C’est pour cela qu’au fond intui­tion et sen­sa­tion jouent au chat et à la sou­ris, la pre­mière ayant besoin de la deuxième pour être per­çue et jus­ti­fiée – mais la deuxième pou­vant très bien vivre sans la pre­mière. Quoique !

Il y a de nom­breux exemples où il est dif­fi­cile de défi­nir si ce qui a agi est l’intuition, ou la sen­sa­tion, ou les deux simul­ta­né­ment. Lorsque Ber­nard a choi­si de man­ger du car­vi par­mi toutes les plantes que je lui appor­tais en Suisse à chaque pro­me­nade, il a appris trois ans plus tard que le car­vi était spé­ci­fique pour gué­rir de l’appendicite (dont il souf­frait à l’époque). La sen­sa­tion (directe, sans pen­dule ni quoique ce soit) de son besoin l’a gui­dé. Mais on peut aus­si appe­ler cela une « juste intui­tion », si l’on tient compte du fait qu’il n’avait pas la connais­sance préa­lable que le car­vi avait ces pro­prié­tés médi­ci­nales.

L’instinct et l’intuition pour­raient très bien s’envisager comme fruit de notre vie et des exper­tises qu’elle a déve­lop­pées, à la manière des pou­pées russes : une exper­tise béné­fi­cie de celles qui lui ont pré­cé­dé. Nous sommes très loin du para­dis ori­gi­nel.

En danse forum, nous voi­ci en contact avec nos sen­sa­tions, les plus simples et immé­diates lorsqu’on observe com­ment on se sent, sans vel­léi­té d’aucune sorte.
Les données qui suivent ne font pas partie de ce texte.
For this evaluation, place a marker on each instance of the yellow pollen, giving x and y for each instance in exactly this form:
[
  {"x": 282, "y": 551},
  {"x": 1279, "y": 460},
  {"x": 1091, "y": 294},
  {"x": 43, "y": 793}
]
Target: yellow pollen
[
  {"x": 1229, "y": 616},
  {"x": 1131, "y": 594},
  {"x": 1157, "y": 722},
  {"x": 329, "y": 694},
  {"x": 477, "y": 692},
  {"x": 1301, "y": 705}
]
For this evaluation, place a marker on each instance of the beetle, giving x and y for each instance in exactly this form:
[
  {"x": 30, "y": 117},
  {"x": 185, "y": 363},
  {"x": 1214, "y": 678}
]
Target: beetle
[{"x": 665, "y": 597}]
L’accueil incon­di­tion­nel de nos sen­sa­tions nous fait nous les réap­pro­prier, ce qui pro­voque quelques fois une appré­hen­sion qu’il faut bien se gar­der de gom­mer. Il y a un appri­voi­se­ment néces­saire semble-t-il entre nous et nos sen­sa­tions, tel­le­ment elles sont char­gées émo­tion­nel­le­ment et cultu­rel­le­ment. Une simple ten­sion phy­sique n’est pas de mise dans notre uni­vers men­tal et cultu­rel : on lui pré­fère la détente, signe de « bien-être », de capa­ci­té à gérer sa vie et à rela­ti­vi­ser etc. (Quitte a por­ter le masque du mec bien dans sa peau, comme l’ont très bien joué les acteurs lors de la ren­contre danse-théâtre forum.)

Mais ce que l’on a sou­vent expé­ri­men­té dans cet ate­lier, c’est que l’apprivoisement pro­gres­sif de ce monde de l’involontaire, que reflète la sen­sa­tion, peut déga­ger une véri­table récon­ci­lia­tion avec nous-mêmes. Me récon­ci­lier avec mes ten­sions les a plus fait par­tir que tous mes essais pour les éloi­gner ! Elles n’ont plus eu besoin d’être là pour ras­sem­bler ce qui avait été dis­per­sé, ou recen­trer ce qui avait été « décen­tré », par le trau­ma­tisme du juge­ment et de la mise en défaut : la récon­ci­lia­tion a fait le tra­vail pour elles, en quelque sorte.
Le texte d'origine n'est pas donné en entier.